The Court will generally not interfere with a credibility decision. That is, if the tribunal decided that it believed one person over another, the Court will rarely interfere.
Procedural Fairness Errors
Tribunals are often given the power to create their open procedures. This is why each tribunal has its own rules and way of doing things. However, they still have to follow basic principles of fairness. If the process they follow is found to be unfair, the Court may review their decision.
Basic fairness involves the right to an impartial decision maker, the right to know the case and have the opportunity to respond. It could also include the right to counsel, the right to an oral hearing and to formal written decisions, but not always.
Confusingly, what counts as fair tends to depend on the circumstances. There is a lot of case law on this point, so we recommend getting legal advice if you are not sure what level or procedural fairness is required in your case. Generally, the more serious the potential outcome the tribunal’s decision could have, the more strict and “court-like” their procedures should be.
Standard of Review
The “standard of review” is an important legal concept in judicial review hearings.
The standard of review tells the judge how serious an error has to be before the decision can be reviewed. In other words, the judge uses it to decide whether the tribunal made a type of error that warrants court intervention.
There are three standards of review in British Columbia:
- Correctness: This means that the judge will decide if they agree with the tribunal’s decision, and may set aside the decision if they did not. This is the lowest standard of review, so the Court may be more willing to review an incorrect decision.

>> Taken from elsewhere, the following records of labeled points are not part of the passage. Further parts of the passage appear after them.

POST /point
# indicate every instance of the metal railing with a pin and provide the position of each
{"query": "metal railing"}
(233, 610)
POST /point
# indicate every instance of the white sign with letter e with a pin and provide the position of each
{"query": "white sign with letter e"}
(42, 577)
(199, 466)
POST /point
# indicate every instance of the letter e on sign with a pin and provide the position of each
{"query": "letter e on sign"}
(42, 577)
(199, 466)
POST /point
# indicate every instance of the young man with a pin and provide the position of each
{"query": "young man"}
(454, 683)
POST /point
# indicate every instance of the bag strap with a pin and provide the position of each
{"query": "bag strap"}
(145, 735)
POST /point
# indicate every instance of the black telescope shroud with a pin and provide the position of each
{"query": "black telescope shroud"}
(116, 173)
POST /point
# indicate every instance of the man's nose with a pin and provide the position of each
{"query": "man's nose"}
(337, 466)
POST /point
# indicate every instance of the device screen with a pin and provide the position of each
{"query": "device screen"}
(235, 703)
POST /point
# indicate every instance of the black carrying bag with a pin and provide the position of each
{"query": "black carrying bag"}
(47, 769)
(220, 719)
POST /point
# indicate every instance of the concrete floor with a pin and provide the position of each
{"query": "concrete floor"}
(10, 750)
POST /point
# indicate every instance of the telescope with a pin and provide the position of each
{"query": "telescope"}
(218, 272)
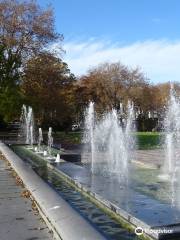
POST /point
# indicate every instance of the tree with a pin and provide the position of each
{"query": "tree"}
(48, 86)
(25, 28)
(10, 95)
(109, 84)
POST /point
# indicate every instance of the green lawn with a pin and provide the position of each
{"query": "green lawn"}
(145, 140)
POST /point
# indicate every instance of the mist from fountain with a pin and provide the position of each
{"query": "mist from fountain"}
(50, 141)
(171, 168)
(27, 125)
(110, 142)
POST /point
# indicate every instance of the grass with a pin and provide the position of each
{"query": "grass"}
(145, 140)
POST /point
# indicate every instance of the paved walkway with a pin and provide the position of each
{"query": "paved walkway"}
(17, 219)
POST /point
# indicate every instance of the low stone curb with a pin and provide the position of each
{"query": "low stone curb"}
(60, 217)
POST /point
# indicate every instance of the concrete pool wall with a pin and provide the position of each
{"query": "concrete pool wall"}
(60, 217)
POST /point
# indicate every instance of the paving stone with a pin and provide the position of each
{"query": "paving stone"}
(17, 219)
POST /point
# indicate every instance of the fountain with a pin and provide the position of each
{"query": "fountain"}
(50, 141)
(110, 142)
(27, 125)
(40, 139)
(58, 159)
(171, 168)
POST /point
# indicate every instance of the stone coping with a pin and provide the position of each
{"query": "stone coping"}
(65, 222)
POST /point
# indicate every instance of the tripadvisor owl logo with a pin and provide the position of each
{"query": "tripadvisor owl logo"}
(138, 231)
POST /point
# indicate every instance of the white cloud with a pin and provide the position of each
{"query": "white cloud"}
(158, 59)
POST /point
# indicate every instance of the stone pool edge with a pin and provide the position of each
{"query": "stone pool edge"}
(58, 214)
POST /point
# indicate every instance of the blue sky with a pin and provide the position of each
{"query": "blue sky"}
(143, 33)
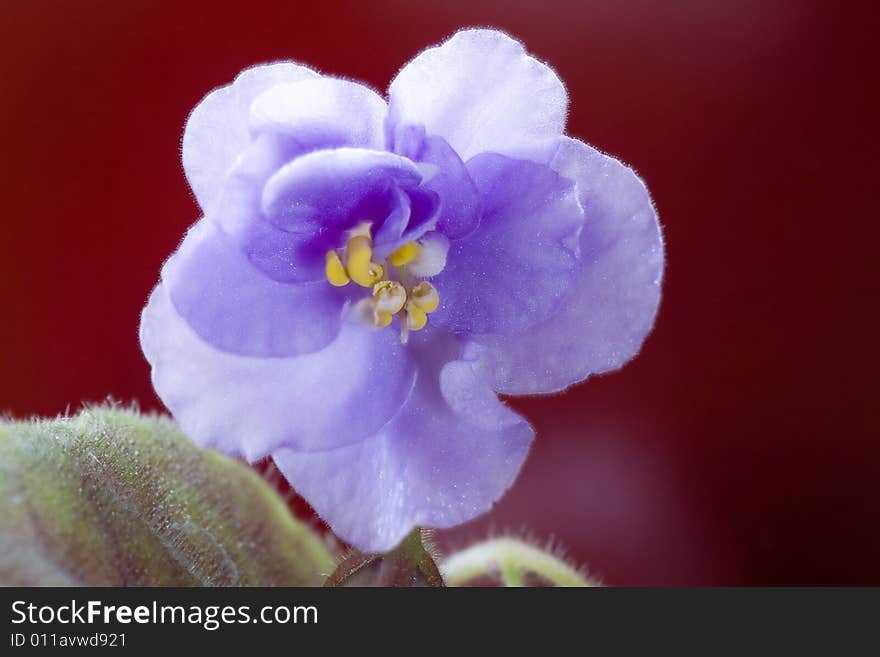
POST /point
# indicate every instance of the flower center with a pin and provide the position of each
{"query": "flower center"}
(412, 301)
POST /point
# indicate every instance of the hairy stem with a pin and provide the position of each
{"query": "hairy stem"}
(512, 560)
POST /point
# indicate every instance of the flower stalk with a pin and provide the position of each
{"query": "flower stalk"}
(412, 563)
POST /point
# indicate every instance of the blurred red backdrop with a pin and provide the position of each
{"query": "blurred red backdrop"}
(741, 447)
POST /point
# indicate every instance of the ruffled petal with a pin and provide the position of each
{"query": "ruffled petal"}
(235, 308)
(446, 175)
(252, 406)
(514, 269)
(217, 129)
(613, 302)
(445, 458)
(321, 113)
(481, 92)
(336, 189)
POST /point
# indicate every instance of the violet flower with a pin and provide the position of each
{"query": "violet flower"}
(367, 276)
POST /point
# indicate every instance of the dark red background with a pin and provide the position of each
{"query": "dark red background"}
(741, 447)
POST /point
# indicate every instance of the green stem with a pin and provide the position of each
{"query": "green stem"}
(512, 560)
(400, 567)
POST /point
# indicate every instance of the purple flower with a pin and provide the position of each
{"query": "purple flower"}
(368, 274)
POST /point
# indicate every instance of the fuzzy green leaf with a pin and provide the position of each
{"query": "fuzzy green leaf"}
(110, 497)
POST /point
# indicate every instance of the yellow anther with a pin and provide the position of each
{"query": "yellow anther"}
(381, 320)
(390, 296)
(425, 297)
(359, 262)
(415, 317)
(404, 254)
(335, 271)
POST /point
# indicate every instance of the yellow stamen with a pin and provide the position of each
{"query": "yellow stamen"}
(381, 320)
(335, 271)
(425, 297)
(359, 262)
(415, 317)
(390, 296)
(404, 254)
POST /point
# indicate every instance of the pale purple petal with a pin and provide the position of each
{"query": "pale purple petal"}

- Reasonableness: Here, the question is not whether the judge agrees with the decision. Rather, it is whether the decision itself is reasonable (makes logical sense). If the judge can understand how the decision was made, even if they do not agree with the decision, they will not interfere.
- Patent Unreasonableness: This is similar in nature to reasonableness. However, it requires an even more obvious error to justify interfering. It could mean that the decision is clearly unreasonable or without any factual basis, or that the tribunal acted in bad faith (with improper purpose) or arbitrarily. This is the highest standard.
In most cases, either the “reasonableness” or “patent unreasonableness” standard will apply but it depends on the tribunal, area of law, and what kind of issues the tribunal is dealing with.
You can figure out which standard will apply by reviewing the statute that governs your particular legal issue (such as the Residential Tenancy Act), as well as sections 58 and 59 of the Administrative Tribunals Act. It is also a good idea to consult with a lawyer to understand what standard of review applies in your case.
In a judicial review, the remedies the Court can give are limited. The Court may not have the authority to give you the remedy that you would like. The Court will usually set aside the decision of the tribunal and order it to hear your case again, without making the mistakes they made the first time. Just because you win your judicial review hearing does not mean that you will win when the tribunal hears your case again. If you lose, the original decision will remain in effect.